Background: There is increasing interest in using neurobiological measures to inform psychiatric nosology. It is unclear at the present time whether anxiety and depression are neurobiologically distinct or similar processes. It is also unknown if the best way to examine these disorders neurobiologically is by contrasting categorical definitions or by examining symptom dimensions.

Methods: A cross-sectional neuroimaging study was conducted of patients with generalized anxiety disorder (GAD), major depressive disorder (MDD), comorbid GAD and MDD (GAD/MDD), or neither GAD nor MDD (control subjects). There were 90 participants, all medication-free (17 GAD, 12 MDD, 23 GAD/MDD, and 38 control subjects). Diagnosis/category and dimensions/symptoms were assessed to determine the best fit for neurobiological data. Symptoms included general distress, common to anxiety and depression, and anxiety-specific (anxious arousal) or depression-specific (anhedonia) symptoms. Low-frequency (.008-.1 Hz) signal amplitude and functional connectivity analyses of resting-state functional magnetic resonance imaging data focused on a priori cortical and subcortical regions of interest.

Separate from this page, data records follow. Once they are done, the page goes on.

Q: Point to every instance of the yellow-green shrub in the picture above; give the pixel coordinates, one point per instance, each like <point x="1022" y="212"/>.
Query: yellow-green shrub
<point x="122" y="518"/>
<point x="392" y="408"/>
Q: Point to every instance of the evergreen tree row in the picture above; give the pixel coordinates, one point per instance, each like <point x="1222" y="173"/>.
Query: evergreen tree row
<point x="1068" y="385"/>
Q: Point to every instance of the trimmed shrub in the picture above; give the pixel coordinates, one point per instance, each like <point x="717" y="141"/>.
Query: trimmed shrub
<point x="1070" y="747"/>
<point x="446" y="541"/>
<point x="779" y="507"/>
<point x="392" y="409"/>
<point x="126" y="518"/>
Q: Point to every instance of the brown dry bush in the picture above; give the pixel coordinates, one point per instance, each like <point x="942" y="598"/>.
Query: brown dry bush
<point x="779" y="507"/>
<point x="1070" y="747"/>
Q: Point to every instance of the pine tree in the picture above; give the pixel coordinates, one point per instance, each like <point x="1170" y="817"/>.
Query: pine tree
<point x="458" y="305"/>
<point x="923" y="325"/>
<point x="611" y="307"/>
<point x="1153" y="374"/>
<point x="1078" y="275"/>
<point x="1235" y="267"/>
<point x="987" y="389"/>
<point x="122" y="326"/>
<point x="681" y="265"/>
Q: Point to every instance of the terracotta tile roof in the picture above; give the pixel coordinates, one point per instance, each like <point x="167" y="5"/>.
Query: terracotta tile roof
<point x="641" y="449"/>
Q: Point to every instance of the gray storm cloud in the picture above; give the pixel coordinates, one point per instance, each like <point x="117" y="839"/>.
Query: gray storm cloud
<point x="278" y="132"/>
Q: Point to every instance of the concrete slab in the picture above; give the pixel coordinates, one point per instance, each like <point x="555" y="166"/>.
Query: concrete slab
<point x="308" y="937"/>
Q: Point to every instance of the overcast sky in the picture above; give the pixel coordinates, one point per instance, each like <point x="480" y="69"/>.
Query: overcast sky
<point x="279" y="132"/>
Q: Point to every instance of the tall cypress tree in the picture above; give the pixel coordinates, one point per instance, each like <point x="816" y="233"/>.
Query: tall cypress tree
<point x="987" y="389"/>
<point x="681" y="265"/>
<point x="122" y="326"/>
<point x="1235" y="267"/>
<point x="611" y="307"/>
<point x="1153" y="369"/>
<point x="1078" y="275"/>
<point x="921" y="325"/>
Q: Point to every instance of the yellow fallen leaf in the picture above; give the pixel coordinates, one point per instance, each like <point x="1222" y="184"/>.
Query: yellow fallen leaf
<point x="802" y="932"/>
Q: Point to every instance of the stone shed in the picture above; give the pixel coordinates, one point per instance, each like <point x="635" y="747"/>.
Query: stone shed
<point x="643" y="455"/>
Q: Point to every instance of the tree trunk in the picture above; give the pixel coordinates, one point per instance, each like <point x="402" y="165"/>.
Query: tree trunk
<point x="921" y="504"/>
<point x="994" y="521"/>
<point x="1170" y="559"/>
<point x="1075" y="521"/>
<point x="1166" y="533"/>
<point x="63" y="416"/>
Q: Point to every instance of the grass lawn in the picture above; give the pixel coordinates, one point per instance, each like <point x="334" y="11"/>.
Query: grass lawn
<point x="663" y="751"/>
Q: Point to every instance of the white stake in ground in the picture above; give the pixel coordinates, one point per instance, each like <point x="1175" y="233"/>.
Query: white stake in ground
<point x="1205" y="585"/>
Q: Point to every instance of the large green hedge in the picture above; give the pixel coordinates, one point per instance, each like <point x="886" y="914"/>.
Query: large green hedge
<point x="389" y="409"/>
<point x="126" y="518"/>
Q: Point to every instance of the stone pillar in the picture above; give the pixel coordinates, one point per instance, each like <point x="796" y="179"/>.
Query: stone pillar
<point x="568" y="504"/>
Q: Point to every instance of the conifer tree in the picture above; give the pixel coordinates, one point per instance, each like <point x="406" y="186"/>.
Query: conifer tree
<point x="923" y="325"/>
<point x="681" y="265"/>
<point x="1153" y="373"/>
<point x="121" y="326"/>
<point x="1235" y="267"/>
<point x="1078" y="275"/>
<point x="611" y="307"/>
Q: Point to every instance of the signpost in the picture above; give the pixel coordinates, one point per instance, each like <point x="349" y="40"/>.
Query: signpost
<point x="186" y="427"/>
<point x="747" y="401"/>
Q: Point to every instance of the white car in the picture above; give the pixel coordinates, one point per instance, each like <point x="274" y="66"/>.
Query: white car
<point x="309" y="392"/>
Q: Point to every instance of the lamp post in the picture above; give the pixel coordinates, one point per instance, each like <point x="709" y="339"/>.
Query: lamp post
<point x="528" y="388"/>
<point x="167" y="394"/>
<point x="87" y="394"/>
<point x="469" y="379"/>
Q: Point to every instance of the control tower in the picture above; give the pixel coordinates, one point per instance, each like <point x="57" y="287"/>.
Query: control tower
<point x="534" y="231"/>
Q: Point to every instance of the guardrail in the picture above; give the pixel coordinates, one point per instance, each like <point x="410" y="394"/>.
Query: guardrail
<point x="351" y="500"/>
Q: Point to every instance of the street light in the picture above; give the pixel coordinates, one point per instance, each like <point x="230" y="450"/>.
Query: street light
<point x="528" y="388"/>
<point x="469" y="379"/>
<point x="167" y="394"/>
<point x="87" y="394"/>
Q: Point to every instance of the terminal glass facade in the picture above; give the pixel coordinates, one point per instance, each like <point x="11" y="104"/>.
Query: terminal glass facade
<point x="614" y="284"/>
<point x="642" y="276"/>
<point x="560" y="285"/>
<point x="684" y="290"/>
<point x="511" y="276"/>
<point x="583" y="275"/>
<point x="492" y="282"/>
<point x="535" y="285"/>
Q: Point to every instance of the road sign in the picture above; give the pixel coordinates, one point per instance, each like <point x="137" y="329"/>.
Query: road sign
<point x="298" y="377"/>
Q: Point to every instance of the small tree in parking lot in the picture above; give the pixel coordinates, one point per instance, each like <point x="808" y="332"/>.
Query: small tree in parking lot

Results: Support was found for effects of diagnosis above and beyond effects related to symptom levels as well as for effects of symptom levels above and beyond effects of diagnostic categories. The specific dimensional factors of general distress and anxious arousal as well as a diagnosis of MDD explained unique proportions of variance in signal amplitude or functional connectivity.

Conclusions: Using resting-state functional magnetic resonance imaging, our data show that a single conceptual model alone (i.e., categorical diagnoses or symptom dimensions) provides an incomplete mapping of psychopathology to neurobiology. Instead, the data support an additive model that best captures abnormal neural patterns in patients with anxiety and depression.